We made it across the highway with minimal swerving but soon had to slow down to a crawl as the brown, rocky meadow didn’t lend itself to blast toward the town. We might have gotten away with using the highway for a mile or two but there were wrecks aplenty across both lanes that made going more or less straight cross-country easier—until even that drew too much attention. Martinez and I had long since fallen silent, both of us concentrating on our tasks. I knew that the rumbling of the engine rather than the very-muted tones of my voice inside the car was what drew the shamblers, but I really didn’t feel like talking.

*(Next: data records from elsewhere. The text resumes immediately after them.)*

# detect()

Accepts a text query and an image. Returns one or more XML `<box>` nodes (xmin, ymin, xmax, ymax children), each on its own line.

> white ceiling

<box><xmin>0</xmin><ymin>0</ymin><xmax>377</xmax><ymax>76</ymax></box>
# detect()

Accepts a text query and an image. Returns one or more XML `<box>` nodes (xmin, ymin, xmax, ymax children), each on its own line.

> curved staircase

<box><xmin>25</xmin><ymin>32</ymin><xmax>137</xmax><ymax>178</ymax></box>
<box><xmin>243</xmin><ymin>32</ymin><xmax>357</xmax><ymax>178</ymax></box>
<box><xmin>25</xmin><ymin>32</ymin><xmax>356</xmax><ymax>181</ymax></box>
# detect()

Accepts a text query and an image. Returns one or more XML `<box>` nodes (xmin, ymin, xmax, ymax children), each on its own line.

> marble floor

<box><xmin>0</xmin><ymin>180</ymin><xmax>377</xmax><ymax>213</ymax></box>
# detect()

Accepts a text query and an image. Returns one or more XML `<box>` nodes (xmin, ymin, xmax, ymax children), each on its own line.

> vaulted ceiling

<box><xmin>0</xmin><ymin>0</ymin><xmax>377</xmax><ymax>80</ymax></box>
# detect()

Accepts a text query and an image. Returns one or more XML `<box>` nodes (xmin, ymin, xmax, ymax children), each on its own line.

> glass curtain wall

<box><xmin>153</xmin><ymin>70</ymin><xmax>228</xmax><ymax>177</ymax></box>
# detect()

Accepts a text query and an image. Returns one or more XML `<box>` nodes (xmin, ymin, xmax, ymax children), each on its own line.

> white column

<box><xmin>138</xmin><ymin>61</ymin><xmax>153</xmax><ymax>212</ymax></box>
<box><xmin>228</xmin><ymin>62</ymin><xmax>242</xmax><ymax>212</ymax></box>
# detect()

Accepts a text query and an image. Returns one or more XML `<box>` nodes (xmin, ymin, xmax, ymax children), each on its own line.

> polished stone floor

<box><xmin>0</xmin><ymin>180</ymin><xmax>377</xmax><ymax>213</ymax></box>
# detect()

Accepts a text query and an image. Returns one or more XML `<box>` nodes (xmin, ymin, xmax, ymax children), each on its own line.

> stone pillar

The lead car going maybe ten miles per hour stopped when we got to where our teams’ paths split, waiting for me and our wing car to pass by before they aimed farther east. We continued north, my right thigh painfully tense with every tap on the accelerator rather than the brakes. There was a lot of movement between the wrecks now, also from those that had spilled from the highway onto the even banks left and right of the road. Ahead, I could see the first buildings of a small industrial area, and farther east brown grassland turned to the lusher greens of a residential area, although “lush” really was pushing it after months without irrigation. A hint of green rather than the omnipresent brown was more like it. It would have been so much easier to simply use the road, but rocking over the brown grass in between the highway and the houses looked like the safer route.
A few months ago, it would have taken us ten minutes and a drive right up to the gate to get where we wanted. Now, we spent half an hour slowly rocking toward our destination. A good mile south of the lake I could see glistening in the sunlight I stopped, turning to Martinez. “Suggestion: we walk the rest of the way and check out what we can find in the warehouses first, then get the cars if we need to.”

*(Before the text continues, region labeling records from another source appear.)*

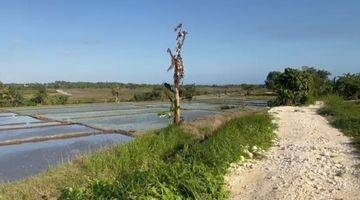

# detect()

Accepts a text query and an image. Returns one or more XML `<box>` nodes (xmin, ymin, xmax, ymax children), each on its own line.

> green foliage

<box><xmin>272</xmin><ymin>68</ymin><xmax>313</xmax><ymax>105</ymax></box>
<box><xmin>134</xmin><ymin>87</ymin><xmax>162</xmax><ymax>101</ymax></box>
<box><xmin>180</xmin><ymin>84</ymin><xmax>196</xmax><ymax>101</ymax></box>
<box><xmin>265</xmin><ymin>71</ymin><xmax>281</xmax><ymax>90</ymax></box>
<box><xmin>302</xmin><ymin>66</ymin><xmax>333</xmax><ymax>97</ymax></box>
<box><xmin>60</xmin><ymin>114</ymin><xmax>275</xmax><ymax>200</ymax></box>
<box><xmin>31</xmin><ymin>85</ymin><xmax>48</xmax><ymax>104</ymax></box>
<box><xmin>334</xmin><ymin>73</ymin><xmax>360</xmax><ymax>99</ymax></box>
<box><xmin>0</xmin><ymin>84</ymin><xmax>24</xmax><ymax>107</ymax></box>
<box><xmin>49</xmin><ymin>95</ymin><xmax>69</xmax><ymax>105</ymax></box>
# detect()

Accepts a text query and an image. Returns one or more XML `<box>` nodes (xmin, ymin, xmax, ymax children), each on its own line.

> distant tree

<box><xmin>265</xmin><ymin>71</ymin><xmax>281</xmax><ymax>90</ymax></box>
<box><xmin>31</xmin><ymin>85</ymin><xmax>48</xmax><ymax>104</ymax></box>
<box><xmin>334</xmin><ymin>73</ymin><xmax>360</xmax><ymax>99</ymax></box>
<box><xmin>273</xmin><ymin>68</ymin><xmax>313</xmax><ymax>105</ymax></box>
<box><xmin>0</xmin><ymin>83</ymin><xmax>24</xmax><ymax>106</ymax></box>
<box><xmin>180</xmin><ymin>84</ymin><xmax>196</xmax><ymax>101</ymax></box>
<box><xmin>302</xmin><ymin>66</ymin><xmax>333</xmax><ymax>97</ymax></box>
<box><xmin>111</xmin><ymin>87</ymin><xmax>120</xmax><ymax>103</ymax></box>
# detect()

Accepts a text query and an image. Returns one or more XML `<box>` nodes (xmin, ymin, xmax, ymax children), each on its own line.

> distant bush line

<box><xmin>319</xmin><ymin>95</ymin><xmax>360</xmax><ymax>149</ymax></box>
<box><xmin>265</xmin><ymin>67</ymin><xmax>360</xmax><ymax>106</ymax></box>
<box><xmin>60</xmin><ymin>114</ymin><xmax>275</xmax><ymax>200</ymax></box>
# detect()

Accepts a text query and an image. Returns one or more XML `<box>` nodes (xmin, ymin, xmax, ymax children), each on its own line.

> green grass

<box><xmin>61</xmin><ymin>114</ymin><xmax>275</xmax><ymax>200</ymax></box>
<box><xmin>319</xmin><ymin>95</ymin><xmax>360</xmax><ymax>149</ymax></box>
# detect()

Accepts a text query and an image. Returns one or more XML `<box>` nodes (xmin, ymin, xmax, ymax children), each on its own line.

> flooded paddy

<box><xmin>0</xmin><ymin>134</ymin><xmax>131</xmax><ymax>183</ymax></box>
<box><xmin>0</xmin><ymin>99</ymin><xmax>266</xmax><ymax>183</ymax></box>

He considered for a moment. “You mean, if we can’t just load everything into a truck right then and there and use that to get it out?”
I nodded. “We don’t have to drive it back to the bunker. Just away from the city will be enough. You heard Miller; we can always return for the cars later. Same goes for the goods we haul out. It’s not the fastest way to do a grab and dash, but with luck we only need a single round and a few days at the most to get it all done.”
Martinez looked happy enough to let me make the call, but still glanced over to the other car. Bates and Burns were debating animatedly—if in hushed tones—Bates again sucking on one of his cancer sticks. “Yeah, let’s do this,” Martinez agreed. “No use in running it by them.”
Grinning, I shut off the engine, taking a moment to check that nothing was close enough to chew my face off before I got out and got ready. The others followed suit, Burns waiting for me to make my way over to him and quickly explain my plan. He gave his silent agreement a moment later, and off we went, me taking point just for the hell of it. Anxious I might have been, but that didn’t mean I had any intentions of being the cowering git everyone needed to look after.
Just south of the airport, the highway we’d been following for most of the morning met the road leading to Greybull, easy to make out as it was jam-packed with wrecks. My gut screamed at me to turn around and go hunt for an easier target—or try to approach from a different direction—but I forced my pulse to slow down as I gave the others time to take in the vista.
“Must have been the tourists streaming out of Yellowstone,” Burns observed, whispering low under his breath. “I don’t see the residents being stupid enough to go for the next bigger residential area.”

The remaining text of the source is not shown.